Joscha Steffens schloss sein Studium an der Hochschule für Grafik und Buchkunst (HGB) in Leipzig ab und absolvierte das Postgraduiertenprogramm der Kunsthochschule für Medien (KHM) in Köln. Er war Artist in Residence an der Rijksakademie van beeldende Kunsten in Amsterdam und wurde 2020 AIR Fellow der Royal Netherlands Academy of Arts and Sciences in der Forschungsgruppe des Netherlands Institute for Advanced Study (NIAS/KNAW). Seit 2020 organisiert und moderiert er das Gameshow-Format Talking Heads in Heidelberg an der Schnittstelle von Kunst und Wissenschaft.

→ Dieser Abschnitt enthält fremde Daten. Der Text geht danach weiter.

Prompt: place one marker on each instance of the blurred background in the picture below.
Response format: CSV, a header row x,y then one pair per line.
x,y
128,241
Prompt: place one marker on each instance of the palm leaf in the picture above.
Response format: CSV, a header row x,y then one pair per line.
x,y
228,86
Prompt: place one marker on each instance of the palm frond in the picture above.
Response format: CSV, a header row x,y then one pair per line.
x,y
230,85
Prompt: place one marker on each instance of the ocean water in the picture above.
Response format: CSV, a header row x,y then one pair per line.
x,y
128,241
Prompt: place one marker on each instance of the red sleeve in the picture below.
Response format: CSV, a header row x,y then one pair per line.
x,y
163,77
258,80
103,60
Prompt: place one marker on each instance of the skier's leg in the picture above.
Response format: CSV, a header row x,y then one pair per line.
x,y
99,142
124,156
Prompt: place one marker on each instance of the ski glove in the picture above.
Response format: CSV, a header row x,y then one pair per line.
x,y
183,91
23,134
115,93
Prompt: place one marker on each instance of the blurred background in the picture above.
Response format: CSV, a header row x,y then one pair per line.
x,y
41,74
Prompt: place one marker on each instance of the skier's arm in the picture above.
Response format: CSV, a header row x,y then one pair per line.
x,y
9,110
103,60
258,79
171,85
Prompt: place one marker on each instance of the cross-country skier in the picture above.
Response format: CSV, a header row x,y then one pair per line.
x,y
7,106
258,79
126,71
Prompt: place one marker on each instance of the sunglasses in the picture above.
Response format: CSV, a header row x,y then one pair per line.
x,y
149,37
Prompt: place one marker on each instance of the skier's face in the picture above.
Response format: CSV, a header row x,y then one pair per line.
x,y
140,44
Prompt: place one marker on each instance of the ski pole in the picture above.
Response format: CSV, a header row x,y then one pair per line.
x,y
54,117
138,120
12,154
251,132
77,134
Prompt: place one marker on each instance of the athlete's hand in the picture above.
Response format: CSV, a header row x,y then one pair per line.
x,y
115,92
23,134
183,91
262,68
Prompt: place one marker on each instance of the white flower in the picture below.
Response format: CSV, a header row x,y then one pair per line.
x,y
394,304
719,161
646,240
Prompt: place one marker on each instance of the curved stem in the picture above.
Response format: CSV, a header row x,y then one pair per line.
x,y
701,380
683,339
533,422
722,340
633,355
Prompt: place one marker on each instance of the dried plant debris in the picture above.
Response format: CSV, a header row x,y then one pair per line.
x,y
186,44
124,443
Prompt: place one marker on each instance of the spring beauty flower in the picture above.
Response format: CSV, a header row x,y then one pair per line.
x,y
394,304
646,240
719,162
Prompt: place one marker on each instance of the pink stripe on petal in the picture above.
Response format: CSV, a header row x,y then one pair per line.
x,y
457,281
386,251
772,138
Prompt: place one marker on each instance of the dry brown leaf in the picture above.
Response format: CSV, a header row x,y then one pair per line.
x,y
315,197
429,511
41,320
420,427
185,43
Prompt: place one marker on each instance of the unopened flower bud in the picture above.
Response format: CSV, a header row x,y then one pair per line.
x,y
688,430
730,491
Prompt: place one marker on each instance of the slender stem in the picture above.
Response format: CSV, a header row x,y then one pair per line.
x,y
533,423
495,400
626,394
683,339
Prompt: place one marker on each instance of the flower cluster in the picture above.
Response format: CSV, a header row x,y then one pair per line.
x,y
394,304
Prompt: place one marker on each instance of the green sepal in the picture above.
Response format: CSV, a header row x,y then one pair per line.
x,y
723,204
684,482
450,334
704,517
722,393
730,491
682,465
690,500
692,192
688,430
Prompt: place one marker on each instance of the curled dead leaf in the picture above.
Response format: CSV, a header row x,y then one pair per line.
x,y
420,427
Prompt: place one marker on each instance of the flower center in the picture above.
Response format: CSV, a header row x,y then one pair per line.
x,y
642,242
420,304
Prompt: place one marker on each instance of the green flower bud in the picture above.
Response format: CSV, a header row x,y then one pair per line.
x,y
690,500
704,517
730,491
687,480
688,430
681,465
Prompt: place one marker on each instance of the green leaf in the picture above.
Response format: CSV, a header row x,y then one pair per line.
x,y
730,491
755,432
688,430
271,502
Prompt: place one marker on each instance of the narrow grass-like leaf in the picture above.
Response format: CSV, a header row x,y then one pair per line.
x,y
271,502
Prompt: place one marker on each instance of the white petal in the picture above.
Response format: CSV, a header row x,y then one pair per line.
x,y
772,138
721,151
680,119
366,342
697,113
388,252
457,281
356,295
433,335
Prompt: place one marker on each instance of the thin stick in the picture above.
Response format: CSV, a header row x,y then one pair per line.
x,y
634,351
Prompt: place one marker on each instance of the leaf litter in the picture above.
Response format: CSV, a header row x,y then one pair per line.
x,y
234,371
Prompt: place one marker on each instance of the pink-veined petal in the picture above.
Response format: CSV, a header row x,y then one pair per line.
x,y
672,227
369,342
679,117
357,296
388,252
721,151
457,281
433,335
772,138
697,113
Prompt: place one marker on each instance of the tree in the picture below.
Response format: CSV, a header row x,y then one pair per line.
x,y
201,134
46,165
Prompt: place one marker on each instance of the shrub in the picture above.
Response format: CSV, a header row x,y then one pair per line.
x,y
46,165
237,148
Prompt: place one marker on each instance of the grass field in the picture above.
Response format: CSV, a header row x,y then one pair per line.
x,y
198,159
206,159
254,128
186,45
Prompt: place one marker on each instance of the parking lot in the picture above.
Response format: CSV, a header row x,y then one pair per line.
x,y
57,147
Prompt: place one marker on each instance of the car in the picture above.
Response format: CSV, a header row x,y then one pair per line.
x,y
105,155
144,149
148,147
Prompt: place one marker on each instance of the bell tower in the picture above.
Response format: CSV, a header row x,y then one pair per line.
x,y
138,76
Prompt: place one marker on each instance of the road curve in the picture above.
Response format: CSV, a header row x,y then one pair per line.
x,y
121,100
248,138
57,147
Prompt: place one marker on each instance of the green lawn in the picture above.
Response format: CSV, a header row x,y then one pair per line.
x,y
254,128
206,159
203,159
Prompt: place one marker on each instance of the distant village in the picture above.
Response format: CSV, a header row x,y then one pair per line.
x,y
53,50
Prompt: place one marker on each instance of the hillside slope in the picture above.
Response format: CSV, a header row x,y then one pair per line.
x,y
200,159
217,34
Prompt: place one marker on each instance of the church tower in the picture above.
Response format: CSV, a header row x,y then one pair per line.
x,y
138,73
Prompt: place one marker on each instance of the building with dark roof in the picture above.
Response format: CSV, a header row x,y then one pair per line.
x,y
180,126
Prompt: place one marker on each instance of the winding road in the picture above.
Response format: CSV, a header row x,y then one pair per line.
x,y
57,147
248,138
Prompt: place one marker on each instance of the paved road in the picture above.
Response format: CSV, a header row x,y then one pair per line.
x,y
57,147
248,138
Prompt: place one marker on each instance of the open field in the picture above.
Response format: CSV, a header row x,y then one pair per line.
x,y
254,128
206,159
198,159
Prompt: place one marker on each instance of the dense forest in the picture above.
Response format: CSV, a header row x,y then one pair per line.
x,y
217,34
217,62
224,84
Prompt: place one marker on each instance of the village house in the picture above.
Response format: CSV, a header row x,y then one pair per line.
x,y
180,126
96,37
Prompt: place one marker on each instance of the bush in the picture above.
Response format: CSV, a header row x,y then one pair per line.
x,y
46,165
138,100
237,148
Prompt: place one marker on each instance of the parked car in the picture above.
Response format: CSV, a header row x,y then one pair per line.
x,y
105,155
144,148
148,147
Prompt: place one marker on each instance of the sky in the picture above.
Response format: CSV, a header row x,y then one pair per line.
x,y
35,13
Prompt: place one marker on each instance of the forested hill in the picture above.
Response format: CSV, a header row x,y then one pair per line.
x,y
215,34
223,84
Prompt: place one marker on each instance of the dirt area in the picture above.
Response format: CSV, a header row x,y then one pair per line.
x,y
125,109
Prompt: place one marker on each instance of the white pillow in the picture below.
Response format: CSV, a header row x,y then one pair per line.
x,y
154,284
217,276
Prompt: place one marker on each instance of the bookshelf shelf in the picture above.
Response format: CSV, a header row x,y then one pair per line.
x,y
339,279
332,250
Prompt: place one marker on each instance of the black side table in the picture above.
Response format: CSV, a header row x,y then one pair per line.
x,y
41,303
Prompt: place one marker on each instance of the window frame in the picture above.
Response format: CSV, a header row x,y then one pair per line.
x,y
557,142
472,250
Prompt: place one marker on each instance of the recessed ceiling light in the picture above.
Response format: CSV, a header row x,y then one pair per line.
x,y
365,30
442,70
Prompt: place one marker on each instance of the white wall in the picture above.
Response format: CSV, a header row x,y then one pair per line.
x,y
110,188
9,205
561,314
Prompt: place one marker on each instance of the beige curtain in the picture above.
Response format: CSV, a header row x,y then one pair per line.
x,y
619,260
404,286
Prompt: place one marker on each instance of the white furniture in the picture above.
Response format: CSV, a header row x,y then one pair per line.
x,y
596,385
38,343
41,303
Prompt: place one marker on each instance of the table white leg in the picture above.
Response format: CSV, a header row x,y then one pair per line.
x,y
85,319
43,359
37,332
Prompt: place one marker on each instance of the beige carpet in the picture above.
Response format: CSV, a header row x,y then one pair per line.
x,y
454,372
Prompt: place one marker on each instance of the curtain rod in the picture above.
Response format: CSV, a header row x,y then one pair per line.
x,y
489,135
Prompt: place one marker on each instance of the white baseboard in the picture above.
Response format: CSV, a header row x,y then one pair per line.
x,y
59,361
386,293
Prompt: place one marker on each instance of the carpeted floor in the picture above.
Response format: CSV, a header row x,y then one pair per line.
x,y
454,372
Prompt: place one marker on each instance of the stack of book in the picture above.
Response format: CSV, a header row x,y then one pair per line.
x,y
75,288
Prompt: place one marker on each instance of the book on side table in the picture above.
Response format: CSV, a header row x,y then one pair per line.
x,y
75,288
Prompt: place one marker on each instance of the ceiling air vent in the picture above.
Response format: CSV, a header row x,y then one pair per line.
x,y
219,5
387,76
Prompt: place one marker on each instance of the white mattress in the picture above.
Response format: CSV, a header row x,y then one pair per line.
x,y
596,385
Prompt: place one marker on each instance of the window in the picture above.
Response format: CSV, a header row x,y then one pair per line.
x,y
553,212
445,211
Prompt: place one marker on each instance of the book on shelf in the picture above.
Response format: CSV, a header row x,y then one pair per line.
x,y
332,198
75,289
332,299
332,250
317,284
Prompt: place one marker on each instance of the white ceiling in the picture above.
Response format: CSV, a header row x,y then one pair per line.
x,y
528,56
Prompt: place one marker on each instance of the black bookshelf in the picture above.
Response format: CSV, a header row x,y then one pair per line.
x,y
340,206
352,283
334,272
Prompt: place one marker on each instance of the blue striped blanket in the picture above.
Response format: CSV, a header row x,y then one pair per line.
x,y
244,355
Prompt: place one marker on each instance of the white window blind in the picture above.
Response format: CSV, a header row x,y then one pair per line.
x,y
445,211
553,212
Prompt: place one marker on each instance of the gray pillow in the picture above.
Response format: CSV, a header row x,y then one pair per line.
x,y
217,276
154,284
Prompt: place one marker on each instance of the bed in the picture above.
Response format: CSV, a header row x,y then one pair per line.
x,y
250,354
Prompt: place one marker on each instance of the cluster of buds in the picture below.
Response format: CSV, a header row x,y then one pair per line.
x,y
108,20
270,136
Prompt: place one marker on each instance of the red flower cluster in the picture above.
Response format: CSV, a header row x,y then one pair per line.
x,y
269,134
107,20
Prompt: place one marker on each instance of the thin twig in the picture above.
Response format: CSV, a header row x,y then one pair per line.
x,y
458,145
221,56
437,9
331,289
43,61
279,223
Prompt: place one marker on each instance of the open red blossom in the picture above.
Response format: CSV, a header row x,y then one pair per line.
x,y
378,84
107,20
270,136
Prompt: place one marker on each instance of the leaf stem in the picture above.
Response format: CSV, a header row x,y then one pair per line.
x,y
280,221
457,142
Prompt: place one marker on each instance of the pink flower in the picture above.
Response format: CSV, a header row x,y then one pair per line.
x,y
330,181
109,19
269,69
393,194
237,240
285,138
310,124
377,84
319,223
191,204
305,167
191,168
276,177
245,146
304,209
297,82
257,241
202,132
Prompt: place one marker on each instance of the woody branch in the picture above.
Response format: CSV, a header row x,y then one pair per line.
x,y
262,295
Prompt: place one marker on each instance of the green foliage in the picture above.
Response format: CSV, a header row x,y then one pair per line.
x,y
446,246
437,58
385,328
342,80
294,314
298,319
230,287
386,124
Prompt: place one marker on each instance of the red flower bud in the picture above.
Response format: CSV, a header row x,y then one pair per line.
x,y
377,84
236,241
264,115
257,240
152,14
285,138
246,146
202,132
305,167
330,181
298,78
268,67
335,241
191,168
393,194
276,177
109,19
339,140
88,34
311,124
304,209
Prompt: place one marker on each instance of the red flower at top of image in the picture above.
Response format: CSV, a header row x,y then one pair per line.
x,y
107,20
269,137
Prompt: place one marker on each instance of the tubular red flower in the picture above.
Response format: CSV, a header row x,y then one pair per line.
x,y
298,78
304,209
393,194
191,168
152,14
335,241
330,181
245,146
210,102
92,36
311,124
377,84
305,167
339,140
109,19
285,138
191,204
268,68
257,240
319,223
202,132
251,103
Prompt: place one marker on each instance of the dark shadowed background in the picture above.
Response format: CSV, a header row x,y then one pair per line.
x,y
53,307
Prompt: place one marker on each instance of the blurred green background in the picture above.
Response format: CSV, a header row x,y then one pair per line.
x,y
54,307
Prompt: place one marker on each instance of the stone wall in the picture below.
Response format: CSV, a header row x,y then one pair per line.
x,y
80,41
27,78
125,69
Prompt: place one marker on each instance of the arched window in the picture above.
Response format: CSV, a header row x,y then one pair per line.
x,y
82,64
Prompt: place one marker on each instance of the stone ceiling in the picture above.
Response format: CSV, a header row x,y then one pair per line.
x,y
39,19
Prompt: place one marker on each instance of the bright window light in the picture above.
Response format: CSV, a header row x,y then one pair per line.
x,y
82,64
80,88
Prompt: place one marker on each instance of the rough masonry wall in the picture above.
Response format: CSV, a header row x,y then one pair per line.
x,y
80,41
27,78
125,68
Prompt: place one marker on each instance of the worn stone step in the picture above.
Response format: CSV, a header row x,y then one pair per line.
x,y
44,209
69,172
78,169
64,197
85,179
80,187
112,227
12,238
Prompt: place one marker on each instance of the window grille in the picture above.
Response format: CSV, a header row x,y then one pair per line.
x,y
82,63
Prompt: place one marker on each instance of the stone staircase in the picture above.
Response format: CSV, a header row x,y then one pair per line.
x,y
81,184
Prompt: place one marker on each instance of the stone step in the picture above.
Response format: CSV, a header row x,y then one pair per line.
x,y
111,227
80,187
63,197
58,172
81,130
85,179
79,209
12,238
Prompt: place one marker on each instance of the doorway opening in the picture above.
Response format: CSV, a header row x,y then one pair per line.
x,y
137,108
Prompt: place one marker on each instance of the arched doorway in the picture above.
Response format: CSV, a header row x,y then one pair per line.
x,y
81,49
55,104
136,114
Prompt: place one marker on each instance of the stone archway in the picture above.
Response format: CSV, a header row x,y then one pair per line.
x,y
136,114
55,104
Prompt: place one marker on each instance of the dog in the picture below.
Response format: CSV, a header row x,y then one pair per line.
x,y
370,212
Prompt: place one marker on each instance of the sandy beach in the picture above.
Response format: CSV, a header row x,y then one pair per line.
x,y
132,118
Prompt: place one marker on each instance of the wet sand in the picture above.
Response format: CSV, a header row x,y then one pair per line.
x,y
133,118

Unter Anderem wurde seine Werke mit dem Wüstenrot Preis für Dokumentarfotografie (2017), dem Großen Kunstpreis Köln (2016) und dem Mannheimer Kunstpreis der Heinrich-Vetter-Stiftung (2020) ausgezeichnet. Werken in öffentlichen und privaten Sammlungen beinhalten: Fotografische Sammlung Folkwang Museum Essen, DZ Bank Kunstsammlung, Kunstsammlung der Europäischen Zentralbank, Huis Marseille - Museum voor Fotografie, Collectie Rijksakademie van beeldende Kunsten, Kunstsammlung der Stadt Heidelberg und HSG Kunstsammlung St Gallen.
PATRICK FLORES ist Chefkurator der National Gallery Singapore. Zudem ist er Professor für Kunstwissenschaft an der Universität der Philippinen und Direktor des Philippine Contemporary Art Network. Er ist Autor zahlreicher Publikationen zur Kunst Südostasiens mit einem besonderen Fokus auf deren koloniale und modernistische Formationen. Darüber hinaus kuratierte er zeitgenössische Ausstellungen in und über Südostasien. 1999 war Flores Visiting Fellow an der National Gallery of Art in Washington, D.C., und 2014 Gastwissenschaftler am Getty Research Institute in Los Angeles.Zu seinen Veröffentlichungen zählen Painting History: Revisions in Philippine Colonial Art (1999), Past Peripheral: Curation in Southeast Asia (2008), Raymundo Albano: Texts (2017) sowie The Modern in Southeast Asian Art: A Reader (2023), das er gemeinsam mit T. K. Sabapathy herausgab. Er war Kurator (Position Papers) der Gwangju Biennale 2008, künstlerischer Leiter der Singapore Biennale 2019, und Kurator des philippinischen Pavillons 2015 sowie der Taiwan Ausstellung 2022 im Rahmen der Venedig-Biennale.